Aside from processors with population count instructions you can also get a lot of performance from the parallel shift-and-add trick on large bit vectors. That is by unrolling using SIMD instructions you can get a high degree of instruction-level parallelism as well as conveniently process large words within a single instruction, not to mention that the later iterations for dealing with the larger bit chunks need only be done once for several input words.


Besides which I'm disappointed in you people, I thought I had found the perfect thread to sneak in that earth-shattering link but no one noticed. What is the Internet coming to if you can't get people to click on random links?

edit: Beaten to the punch by RDragon1. How did I not notice your post?
Quote:Original post by cache_hit
For what it's worth, the fastest way of computing the number of 1-bits in an integer is with a lookup table 256-byte lookup table that you index 4 times. I agree the method you posted is cool though.


The article already posted above (http://graphics.stanford.edu/~seander/bithacks.html#CountBitsSetParallel) says the code from the OP really is the fastest, faster than the lookup table.

I still don't get how it works though, or what numbers you have to put in there to make it work with 64-bit or 128-bit integers.

Maybe those numbers are some sort of bit filters? Because 0x55555555 is 01010101010101010101010101010101, 0x33333333 is 00110011001100110011001100110011, 0x0F0F0F0F is 00001111000011110000111100001111, etc...
Quote:Original post by RDragon1
Quote:Original post by cache_hit
For what it's worth, the fastest way of computing the number of 1-bits in an integer is with a lookup table 256-byte lookup table that you index 4 times.
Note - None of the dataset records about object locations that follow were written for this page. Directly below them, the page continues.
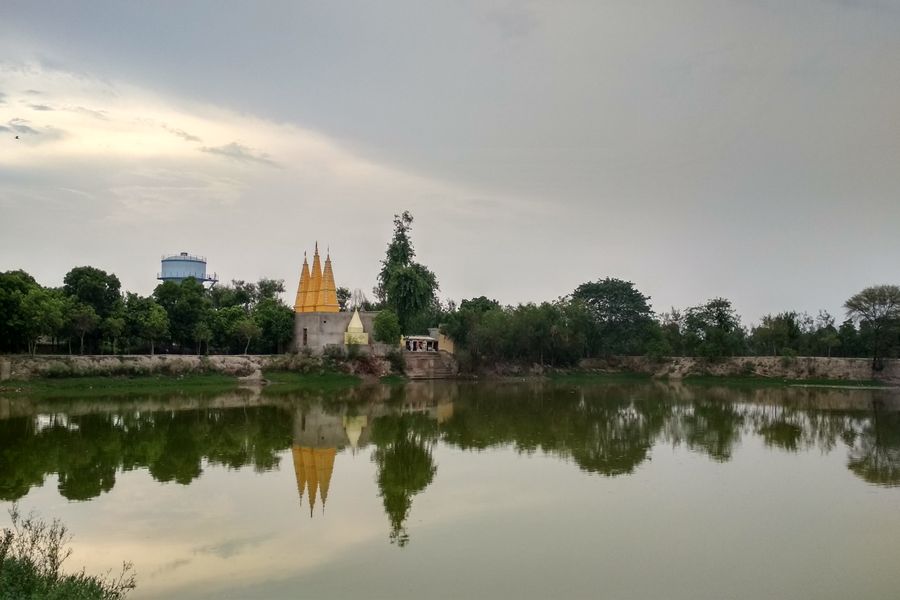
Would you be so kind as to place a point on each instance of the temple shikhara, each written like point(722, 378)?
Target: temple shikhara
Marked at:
point(319, 321)
point(316, 292)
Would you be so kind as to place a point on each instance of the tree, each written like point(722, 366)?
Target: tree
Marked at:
point(113, 327)
point(878, 307)
point(344, 297)
point(14, 285)
point(268, 289)
point(94, 287)
point(713, 329)
point(154, 324)
point(276, 323)
point(246, 330)
point(386, 327)
point(84, 319)
point(621, 313)
point(405, 286)
point(41, 312)
point(202, 333)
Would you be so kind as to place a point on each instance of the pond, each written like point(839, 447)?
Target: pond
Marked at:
point(444, 490)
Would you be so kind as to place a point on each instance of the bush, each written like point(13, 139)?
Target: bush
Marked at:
point(788, 357)
point(387, 327)
point(31, 558)
point(395, 357)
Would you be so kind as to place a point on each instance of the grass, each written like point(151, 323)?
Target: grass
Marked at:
point(756, 381)
point(291, 381)
point(32, 553)
point(93, 386)
point(597, 377)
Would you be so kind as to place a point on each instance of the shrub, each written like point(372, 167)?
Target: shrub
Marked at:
point(395, 358)
point(387, 327)
point(31, 556)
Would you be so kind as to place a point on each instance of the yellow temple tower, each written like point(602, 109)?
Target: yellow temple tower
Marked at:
point(315, 284)
point(303, 288)
point(317, 291)
point(313, 468)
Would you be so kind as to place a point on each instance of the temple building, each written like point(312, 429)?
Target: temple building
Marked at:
point(318, 319)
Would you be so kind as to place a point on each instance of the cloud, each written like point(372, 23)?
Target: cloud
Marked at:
point(240, 153)
point(97, 114)
point(20, 127)
point(182, 134)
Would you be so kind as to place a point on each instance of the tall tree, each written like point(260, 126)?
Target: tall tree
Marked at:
point(622, 315)
point(14, 286)
point(41, 313)
point(84, 319)
point(405, 286)
point(246, 330)
point(878, 307)
point(713, 329)
point(154, 325)
point(94, 287)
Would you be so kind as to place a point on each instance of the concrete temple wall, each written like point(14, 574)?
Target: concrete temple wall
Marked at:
point(327, 329)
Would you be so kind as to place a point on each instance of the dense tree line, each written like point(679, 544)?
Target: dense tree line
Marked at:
point(612, 317)
point(90, 313)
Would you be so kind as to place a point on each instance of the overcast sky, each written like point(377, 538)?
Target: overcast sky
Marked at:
point(746, 149)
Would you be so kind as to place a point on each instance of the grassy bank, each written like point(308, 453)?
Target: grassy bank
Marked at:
point(756, 381)
point(93, 386)
point(711, 380)
point(31, 556)
point(597, 377)
point(282, 382)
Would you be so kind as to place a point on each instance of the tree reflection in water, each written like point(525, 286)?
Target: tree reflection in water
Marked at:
point(607, 429)
point(405, 465)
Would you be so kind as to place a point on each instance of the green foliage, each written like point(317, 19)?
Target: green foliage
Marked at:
point(41, 313)
point(878, 308)
point(405, 286)
point(32, 553)
point(83, 320)
point(14, 334)
point(387, 327)
point(246, 330)
point(622, 317)
point(95, 288)
point(344, 296)
point(276, 324)
point(713, 330)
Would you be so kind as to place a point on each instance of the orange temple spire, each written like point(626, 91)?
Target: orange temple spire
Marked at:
point(303, 288)
point(315, 284)
point(327, 301)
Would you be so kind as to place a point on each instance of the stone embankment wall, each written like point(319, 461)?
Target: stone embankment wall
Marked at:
point(26, 367)
point(430, 365)
point(804, 367)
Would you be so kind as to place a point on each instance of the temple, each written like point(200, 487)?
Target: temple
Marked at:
point(319, 322)
point(316, 291)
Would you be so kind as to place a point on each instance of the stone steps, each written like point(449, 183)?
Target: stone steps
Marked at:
point(430, 365)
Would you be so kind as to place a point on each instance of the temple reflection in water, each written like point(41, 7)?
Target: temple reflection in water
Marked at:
point(321, 431)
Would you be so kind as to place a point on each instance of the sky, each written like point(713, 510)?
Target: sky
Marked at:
point(746, 149)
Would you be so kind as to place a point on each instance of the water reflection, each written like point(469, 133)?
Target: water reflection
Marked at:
point(609, 430)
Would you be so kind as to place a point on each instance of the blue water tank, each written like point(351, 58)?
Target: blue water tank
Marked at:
point(178, 267)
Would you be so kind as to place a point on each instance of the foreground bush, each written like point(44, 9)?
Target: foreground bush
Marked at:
point(31, 556)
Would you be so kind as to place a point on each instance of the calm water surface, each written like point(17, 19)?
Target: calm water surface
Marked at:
point(496, 491)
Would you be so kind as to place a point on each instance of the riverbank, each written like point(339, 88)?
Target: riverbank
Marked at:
point(26, 367)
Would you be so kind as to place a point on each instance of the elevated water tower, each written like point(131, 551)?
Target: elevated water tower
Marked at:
point(178, 267)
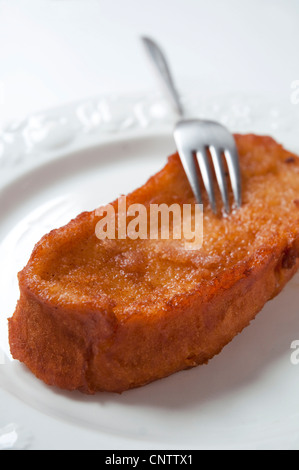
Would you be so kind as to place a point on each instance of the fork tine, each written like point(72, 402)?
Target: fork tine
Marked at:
point(220, 175)
point(207, 177)
point(191, 170)
point(234, 173)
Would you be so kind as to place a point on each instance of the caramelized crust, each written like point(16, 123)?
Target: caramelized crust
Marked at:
point(111, 315)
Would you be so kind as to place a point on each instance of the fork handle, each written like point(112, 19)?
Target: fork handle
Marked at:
point(161, 66)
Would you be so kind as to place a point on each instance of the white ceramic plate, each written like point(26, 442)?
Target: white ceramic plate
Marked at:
point(246, 397)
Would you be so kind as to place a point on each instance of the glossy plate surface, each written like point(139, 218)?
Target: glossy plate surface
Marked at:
point(246, 397)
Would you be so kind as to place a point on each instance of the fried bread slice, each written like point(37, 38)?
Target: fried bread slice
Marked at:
point(110, 315)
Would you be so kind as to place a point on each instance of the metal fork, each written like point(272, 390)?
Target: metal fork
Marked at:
point(196, 139)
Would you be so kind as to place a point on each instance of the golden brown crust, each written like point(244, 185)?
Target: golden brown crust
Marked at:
point(113, 315)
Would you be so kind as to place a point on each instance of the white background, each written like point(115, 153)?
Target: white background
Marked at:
point(53, 52)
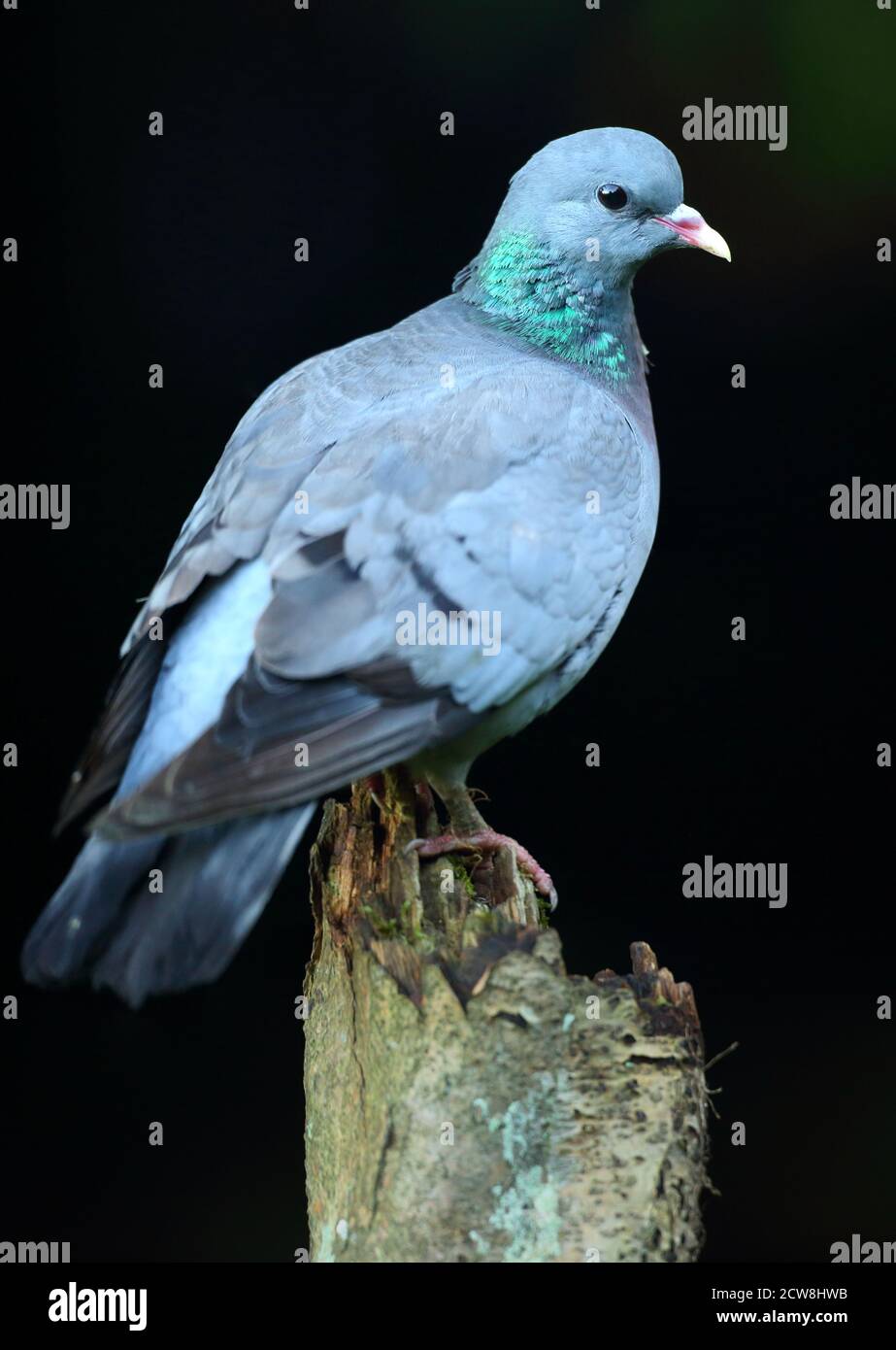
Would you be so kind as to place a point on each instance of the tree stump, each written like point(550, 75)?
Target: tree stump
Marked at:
point(469, 1100)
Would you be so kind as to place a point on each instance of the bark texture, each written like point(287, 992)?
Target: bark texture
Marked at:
point(466, 1097)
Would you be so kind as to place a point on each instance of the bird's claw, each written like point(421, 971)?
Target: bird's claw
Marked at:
point(488, 841)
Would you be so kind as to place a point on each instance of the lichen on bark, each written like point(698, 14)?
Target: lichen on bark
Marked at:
point(466, 1097)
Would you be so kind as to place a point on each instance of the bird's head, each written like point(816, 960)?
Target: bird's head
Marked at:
point(602, 203)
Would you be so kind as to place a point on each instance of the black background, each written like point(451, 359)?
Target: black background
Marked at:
point(180, 250)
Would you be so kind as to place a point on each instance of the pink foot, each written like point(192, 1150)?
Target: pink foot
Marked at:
point(488, 841)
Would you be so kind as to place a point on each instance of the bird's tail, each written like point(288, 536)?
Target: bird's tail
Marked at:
point(161, 914)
I agree the method you posted is cool though.


What about a 64k lookup table that you index into twice?

Also, some architectures have a popcount instruction, which is likely much faster.


Alright alright you win. Just that 64k is orders of magnitude larger than 256 bytes, often the tradeoff is not worth it. You could also make a 32MB lookup table if you really wanted to :)


The link showing the different methods is interesting. I'd have to benchmark it to be convinced that the method is faster than a lookup table. I can see it possibly being faster when the lookup table is small relative to the number of bits in the integer being counted (for example a 256-byte lookup table on a 32-bit integer), but not when the lookup table is relatively near in size to the number of bits in the integer.